Lyft shares rocket 62% over a typo in the company's earnings release
ABC News
Lyft shares jumped 62% after the bell Tuesday thanks in part to a typo in the ride-hailing company’s earnings release that sent investors’ auto-trading algorithms — also known as “bots” — into a buying frenzy
Lyft shares jumped 62% after the closing bell Tuesday thanks in part to a typo in the ride-hailing company’s earnings release that appears to have sent investors’ auto-trading algorithms — or “bots” — into a buying frenzy.
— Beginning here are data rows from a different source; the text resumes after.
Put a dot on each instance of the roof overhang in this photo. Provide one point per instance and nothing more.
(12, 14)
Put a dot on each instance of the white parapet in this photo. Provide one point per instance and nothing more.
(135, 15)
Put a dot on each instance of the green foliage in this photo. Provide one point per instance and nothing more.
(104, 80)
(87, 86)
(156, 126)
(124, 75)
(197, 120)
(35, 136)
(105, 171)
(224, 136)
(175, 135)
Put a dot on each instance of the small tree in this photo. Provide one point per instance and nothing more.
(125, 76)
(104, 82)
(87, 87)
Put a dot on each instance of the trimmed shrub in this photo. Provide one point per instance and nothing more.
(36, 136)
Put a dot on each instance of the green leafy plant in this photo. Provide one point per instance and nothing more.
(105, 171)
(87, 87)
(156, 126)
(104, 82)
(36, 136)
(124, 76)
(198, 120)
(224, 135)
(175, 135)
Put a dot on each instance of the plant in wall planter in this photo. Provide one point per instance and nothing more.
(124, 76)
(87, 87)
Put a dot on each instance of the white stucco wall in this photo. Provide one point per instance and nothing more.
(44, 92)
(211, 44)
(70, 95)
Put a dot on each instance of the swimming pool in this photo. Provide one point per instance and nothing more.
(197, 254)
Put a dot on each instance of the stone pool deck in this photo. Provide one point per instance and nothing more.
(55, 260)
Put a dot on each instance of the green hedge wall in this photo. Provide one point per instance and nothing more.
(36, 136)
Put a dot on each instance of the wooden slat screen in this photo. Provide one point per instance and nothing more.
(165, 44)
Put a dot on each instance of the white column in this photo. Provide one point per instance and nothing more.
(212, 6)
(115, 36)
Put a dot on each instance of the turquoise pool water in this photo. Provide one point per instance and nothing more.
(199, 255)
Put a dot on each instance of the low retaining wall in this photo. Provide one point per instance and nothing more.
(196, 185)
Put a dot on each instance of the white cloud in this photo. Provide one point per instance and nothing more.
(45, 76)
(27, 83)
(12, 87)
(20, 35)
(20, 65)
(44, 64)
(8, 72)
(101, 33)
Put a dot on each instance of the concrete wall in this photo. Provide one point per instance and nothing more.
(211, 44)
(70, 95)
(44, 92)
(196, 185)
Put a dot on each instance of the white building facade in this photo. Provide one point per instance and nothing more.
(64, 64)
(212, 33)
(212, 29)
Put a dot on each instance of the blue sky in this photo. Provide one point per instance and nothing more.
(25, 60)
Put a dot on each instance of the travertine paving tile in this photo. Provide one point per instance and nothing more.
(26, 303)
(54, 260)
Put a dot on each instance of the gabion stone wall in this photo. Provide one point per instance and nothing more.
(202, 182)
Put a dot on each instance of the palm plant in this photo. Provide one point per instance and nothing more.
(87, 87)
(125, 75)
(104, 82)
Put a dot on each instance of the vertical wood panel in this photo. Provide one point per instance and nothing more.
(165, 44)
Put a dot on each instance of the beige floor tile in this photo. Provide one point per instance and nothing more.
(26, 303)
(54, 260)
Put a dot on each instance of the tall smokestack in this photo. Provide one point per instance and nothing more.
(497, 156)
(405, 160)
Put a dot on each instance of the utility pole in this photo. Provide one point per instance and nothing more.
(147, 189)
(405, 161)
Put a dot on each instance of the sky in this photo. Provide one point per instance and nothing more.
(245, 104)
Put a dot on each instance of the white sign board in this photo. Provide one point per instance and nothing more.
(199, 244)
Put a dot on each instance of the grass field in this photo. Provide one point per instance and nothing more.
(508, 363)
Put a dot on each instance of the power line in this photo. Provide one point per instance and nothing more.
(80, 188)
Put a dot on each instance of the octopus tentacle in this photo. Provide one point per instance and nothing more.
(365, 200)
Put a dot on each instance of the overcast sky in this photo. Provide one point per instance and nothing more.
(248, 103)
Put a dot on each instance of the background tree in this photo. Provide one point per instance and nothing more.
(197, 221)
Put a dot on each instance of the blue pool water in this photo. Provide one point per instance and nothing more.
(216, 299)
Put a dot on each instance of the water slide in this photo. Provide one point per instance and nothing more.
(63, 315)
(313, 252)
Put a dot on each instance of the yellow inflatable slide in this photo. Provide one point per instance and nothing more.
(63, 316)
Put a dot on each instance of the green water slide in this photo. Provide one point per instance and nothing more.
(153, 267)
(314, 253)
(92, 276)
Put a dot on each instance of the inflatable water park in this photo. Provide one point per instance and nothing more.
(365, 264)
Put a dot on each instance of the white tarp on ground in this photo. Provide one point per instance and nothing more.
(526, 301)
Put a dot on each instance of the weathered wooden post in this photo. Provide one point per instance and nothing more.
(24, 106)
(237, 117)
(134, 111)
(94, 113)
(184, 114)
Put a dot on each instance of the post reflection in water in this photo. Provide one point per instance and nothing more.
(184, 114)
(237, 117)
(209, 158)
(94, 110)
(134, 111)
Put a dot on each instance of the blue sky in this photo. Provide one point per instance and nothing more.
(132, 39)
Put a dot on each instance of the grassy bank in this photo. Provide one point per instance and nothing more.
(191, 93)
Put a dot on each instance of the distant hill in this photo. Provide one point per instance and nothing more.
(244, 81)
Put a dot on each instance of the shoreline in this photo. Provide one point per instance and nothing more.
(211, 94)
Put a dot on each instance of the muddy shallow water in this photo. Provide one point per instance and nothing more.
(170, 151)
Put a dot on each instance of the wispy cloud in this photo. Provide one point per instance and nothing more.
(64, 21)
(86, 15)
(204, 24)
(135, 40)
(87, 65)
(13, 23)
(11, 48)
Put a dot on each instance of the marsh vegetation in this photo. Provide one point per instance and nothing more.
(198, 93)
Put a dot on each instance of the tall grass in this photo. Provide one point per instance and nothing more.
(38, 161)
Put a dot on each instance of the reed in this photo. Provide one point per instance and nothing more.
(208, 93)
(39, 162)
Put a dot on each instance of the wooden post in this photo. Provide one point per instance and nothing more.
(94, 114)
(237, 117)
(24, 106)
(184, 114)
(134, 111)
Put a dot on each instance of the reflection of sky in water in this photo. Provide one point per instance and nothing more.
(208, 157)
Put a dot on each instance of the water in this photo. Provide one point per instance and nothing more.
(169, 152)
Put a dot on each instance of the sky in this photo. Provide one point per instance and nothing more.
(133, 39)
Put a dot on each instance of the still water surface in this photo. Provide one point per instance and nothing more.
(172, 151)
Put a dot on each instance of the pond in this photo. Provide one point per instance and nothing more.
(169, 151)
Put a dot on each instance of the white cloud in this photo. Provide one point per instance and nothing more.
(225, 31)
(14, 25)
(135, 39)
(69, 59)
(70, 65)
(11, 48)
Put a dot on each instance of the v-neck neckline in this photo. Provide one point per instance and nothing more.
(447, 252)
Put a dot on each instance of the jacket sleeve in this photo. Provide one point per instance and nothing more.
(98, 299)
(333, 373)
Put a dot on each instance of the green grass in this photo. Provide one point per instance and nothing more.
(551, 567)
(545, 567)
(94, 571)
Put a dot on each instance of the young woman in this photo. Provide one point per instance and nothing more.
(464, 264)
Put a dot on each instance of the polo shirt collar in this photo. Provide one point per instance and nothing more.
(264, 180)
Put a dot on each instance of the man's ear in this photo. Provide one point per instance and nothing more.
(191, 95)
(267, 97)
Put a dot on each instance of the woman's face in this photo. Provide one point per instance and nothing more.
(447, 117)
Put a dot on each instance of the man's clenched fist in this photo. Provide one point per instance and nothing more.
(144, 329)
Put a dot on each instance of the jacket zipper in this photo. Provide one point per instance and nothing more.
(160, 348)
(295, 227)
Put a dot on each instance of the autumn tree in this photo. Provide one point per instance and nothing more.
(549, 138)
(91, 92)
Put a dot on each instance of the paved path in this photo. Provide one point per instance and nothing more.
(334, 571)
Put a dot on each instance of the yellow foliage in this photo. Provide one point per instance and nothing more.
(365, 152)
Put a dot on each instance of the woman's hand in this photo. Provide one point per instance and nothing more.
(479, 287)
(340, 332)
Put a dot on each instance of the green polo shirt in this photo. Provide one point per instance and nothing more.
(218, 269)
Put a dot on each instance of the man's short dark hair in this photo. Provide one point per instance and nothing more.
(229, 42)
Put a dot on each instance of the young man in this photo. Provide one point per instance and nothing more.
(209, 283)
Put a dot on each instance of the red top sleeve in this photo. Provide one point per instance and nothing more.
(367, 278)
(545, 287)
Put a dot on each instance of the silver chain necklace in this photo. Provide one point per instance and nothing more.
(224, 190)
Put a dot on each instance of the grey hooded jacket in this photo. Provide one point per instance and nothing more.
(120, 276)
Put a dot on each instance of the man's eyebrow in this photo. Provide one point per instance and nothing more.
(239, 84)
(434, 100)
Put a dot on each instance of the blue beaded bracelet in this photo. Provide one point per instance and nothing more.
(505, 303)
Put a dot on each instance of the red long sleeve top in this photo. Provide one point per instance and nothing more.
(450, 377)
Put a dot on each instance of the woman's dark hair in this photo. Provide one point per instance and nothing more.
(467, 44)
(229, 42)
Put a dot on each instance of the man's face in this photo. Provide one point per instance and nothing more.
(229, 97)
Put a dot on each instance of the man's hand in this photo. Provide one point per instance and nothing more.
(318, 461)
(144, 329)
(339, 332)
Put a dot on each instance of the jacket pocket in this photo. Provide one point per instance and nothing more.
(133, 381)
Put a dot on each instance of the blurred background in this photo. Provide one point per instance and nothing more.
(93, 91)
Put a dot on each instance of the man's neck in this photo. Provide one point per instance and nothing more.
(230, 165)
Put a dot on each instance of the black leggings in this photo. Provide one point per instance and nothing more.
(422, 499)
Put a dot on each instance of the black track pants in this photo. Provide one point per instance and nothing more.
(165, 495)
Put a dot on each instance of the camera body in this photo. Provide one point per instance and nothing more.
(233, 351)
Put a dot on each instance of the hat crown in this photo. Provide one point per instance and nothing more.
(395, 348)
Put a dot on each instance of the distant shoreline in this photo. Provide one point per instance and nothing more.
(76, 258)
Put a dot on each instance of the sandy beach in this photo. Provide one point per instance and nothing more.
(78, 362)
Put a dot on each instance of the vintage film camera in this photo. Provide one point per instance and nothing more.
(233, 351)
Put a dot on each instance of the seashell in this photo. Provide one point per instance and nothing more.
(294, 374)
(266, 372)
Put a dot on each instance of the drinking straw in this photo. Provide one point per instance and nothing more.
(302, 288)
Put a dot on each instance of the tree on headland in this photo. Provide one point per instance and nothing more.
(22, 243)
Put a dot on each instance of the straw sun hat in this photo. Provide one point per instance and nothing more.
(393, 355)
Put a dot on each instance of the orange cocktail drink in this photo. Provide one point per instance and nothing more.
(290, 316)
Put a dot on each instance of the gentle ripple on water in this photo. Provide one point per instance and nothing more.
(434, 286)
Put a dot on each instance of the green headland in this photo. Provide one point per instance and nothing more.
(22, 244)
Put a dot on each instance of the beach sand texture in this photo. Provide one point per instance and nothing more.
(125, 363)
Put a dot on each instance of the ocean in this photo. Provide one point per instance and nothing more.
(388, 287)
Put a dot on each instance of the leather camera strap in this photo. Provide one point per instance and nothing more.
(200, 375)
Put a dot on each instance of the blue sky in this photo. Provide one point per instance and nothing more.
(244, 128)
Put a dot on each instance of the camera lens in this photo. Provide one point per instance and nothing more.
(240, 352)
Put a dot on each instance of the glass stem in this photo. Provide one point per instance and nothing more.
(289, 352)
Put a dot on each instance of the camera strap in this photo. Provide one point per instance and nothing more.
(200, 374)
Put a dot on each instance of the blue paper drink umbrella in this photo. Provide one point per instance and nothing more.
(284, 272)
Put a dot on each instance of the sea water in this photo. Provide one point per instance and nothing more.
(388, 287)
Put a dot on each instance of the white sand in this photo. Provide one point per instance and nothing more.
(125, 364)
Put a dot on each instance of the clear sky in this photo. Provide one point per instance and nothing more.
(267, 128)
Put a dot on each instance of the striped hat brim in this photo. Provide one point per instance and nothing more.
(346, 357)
Lyft’s fourth-quarter report initially forecast that an important profit metric was expected to climb by 500 basis points, or 5%, in 2024. However, the company informed investors about five minutes after the original release that there was one zero too many in that number and corrected it to 50 basis points, a much more realistic 0.5%.
Shares retreated after the correction, but remain more than 37% higher — at $16.69 per share — in early Wednesday trading because the company topped most Wall Street expectations for the quarter.
Lyft's gross bookings beat Wall Street forecasts, rising 17% year-over-year to $3.7 billion. Lyft's guidance for first-quarter bookings between $3.5 and $3.6 billion also came in higher than projections.
The San Francisco company earned 19 cents per share in the period, more than doubling the 8 cents that industry analysts were expecting.